This anecdote is a political allegory. To be a little more precise, this story is political and it’s an allegory. To be even more perfectly precise, an allegory is a representation of abstract principles by characters or figures. And the political bit is.. Well, you’ll see.
Anyway, this little tale is set in a parallel world where there are many, many people - way too many people - like in our world, but we’re only interested in four. (Why not seven billion, you ask? Because I’m the author and I like these four guys.)
The first is a man that is a fox. This manfoxthing is, at the commencement of this tale, engaged. He is in what appears to be a kitchen, and he is busy looking for something. His fox-sly face twists in a brief moment of befuddlement before it clears up in delight. A-ha! He pulls out a gun and proceeds to light the stove by shooting a bullet into it. This fox thing has a name: Mr. Metaphor.
In a different place, in a different time, but still in a kitchen, there’s another man. This two-legs is a non-descript looking workhand. He’s presumably hassled at the moment as an enormous frown creases his face. A naked side of toast is perched on one outstretched palm, while the owner of the palm is occupied looking for something. Like his sly friend from one scene past, he too finds what’s he’s looking for, and what he’s looking for is a gun, more specifically a Colt. He proceeds to use the muzzle of the Colt to scoop out a healthy chunk of butter from an open glass jar, and slowly and carefully apply it to the side of toast. This man is of Greek extraction presumably, because his name is Synecdoche.
I guess you’d say that this anecdote has a running motif - that of a kitchen - and you’d be right, because the third protagonist in this political allegory (never forget!) is also standing around in a kitchen. This person though is a woman, and before the traditionalists among you exult seeing a woman in a kitchen making a sandwich, this woman is somewhat incongruous as she’s a suit, and she’s most certainly not making a sandwich. What she seems to be trying to do is reduce a perfectly whole fruit into juice. She smiles and whips out a gun from a drawer. Placing a luscious red tomato in the sink, the suit takes careful aim at it and bullets it into healthy, if somewhat gunpowdery ,juice. This woman has a name too and her name is the seductive sounding Miss. Metonymy.
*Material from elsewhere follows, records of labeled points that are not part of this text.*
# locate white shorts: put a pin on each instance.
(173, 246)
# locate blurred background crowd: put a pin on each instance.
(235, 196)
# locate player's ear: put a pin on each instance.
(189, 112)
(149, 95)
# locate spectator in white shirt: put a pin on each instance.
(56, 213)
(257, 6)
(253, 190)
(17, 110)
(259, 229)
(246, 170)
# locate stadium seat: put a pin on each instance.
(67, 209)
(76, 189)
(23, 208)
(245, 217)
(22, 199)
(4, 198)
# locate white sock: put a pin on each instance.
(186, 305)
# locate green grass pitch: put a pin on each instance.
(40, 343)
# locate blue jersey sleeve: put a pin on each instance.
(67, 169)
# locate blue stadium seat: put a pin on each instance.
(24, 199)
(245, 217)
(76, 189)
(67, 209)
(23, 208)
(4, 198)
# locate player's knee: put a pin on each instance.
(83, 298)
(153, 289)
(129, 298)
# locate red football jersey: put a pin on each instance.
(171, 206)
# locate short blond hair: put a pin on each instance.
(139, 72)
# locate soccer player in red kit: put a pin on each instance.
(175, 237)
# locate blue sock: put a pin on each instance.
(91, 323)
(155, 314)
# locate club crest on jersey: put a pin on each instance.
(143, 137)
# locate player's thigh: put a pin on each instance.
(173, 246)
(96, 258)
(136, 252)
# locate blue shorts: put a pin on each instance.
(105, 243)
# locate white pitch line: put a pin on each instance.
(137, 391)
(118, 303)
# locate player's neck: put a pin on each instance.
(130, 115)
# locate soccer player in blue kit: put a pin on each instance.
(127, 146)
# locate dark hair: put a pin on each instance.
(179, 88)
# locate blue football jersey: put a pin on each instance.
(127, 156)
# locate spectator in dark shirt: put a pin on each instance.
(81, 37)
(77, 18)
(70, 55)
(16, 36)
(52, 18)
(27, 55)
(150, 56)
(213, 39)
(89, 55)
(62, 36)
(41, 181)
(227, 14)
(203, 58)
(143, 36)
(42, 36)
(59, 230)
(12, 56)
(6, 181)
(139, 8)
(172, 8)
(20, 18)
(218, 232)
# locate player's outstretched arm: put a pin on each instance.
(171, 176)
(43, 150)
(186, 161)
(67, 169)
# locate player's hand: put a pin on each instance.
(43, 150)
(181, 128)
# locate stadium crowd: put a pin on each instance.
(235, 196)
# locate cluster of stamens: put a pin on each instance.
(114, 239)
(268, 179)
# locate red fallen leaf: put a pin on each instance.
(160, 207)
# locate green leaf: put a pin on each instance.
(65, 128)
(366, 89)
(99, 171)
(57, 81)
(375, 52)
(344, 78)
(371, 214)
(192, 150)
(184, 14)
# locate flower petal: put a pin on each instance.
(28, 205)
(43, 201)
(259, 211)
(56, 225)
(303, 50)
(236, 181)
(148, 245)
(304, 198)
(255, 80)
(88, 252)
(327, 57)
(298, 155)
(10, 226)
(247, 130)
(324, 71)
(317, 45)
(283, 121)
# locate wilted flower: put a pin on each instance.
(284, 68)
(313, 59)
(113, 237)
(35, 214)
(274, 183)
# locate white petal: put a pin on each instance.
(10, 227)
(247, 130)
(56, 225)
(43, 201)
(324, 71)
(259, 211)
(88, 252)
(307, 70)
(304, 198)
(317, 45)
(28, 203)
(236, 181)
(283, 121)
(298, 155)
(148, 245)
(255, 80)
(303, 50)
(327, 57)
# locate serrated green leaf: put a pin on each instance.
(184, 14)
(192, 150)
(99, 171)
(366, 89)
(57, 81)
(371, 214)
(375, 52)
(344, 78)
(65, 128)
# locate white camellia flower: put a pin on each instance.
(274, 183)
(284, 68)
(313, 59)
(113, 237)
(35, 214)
That about wraps up the tale. I say just about because it’s only the fourth protagonist that hasn’t been introduced yet, and he’s a smug bastard that only smarm-talks, but he’s a crucial piece of the puzzle here. The puzzle being of course that I haven’t made a lick of sense with the three kitchen scenes so far. Right, so the fourth man is called Mr. Irony and he’s actually a woman in a man’s clothing but that’s somewhat irrelevant to a surface reading.
Mr. Irony is a visitor from an alternate universe, where many things differ from the one that Mr. Metaphor et. al. live in, but only one that is of importance to this tale. In Mr. Irony’s strange little world, guns are apparently only used as weapons. There doesn’t exist a doppelganger for Mr. Metaphor in this incredibly perverse world that would use a gun to light a stove; nor is there an alter ego for Mr. Synecdoche that’d Colt his daily bread and butter. Needless to say, there isn’t a Miss. Metonymy-like that explosive-projectiles their morning smoothies.
Mr. Irony ponders the absurdity of using guns to do what our heroes do. Aren’t they designed to be weapons to kill? You have knives that chop vegetables and blenders that squish tomatoes into mushy pulp. Who would even compare guns to knives? Every time you see a gun you’re seeing a finely tuned life-taker. Every time you see a knife, you’re seeing something that’s an everyday kitchen tool. He smirks to himself and smugly makes a mental note to chalk off this universe as yet another universe that’s immeasurably more foolish than this own.
Now back home, Mr. Irony settles down in his couch after a long day of travel and proceeds to write a long and verbose letter to the Editor calling out the absurdity of banning guns in homes without also banning knives and blenders, that are, in his considered opinion, just as lethal.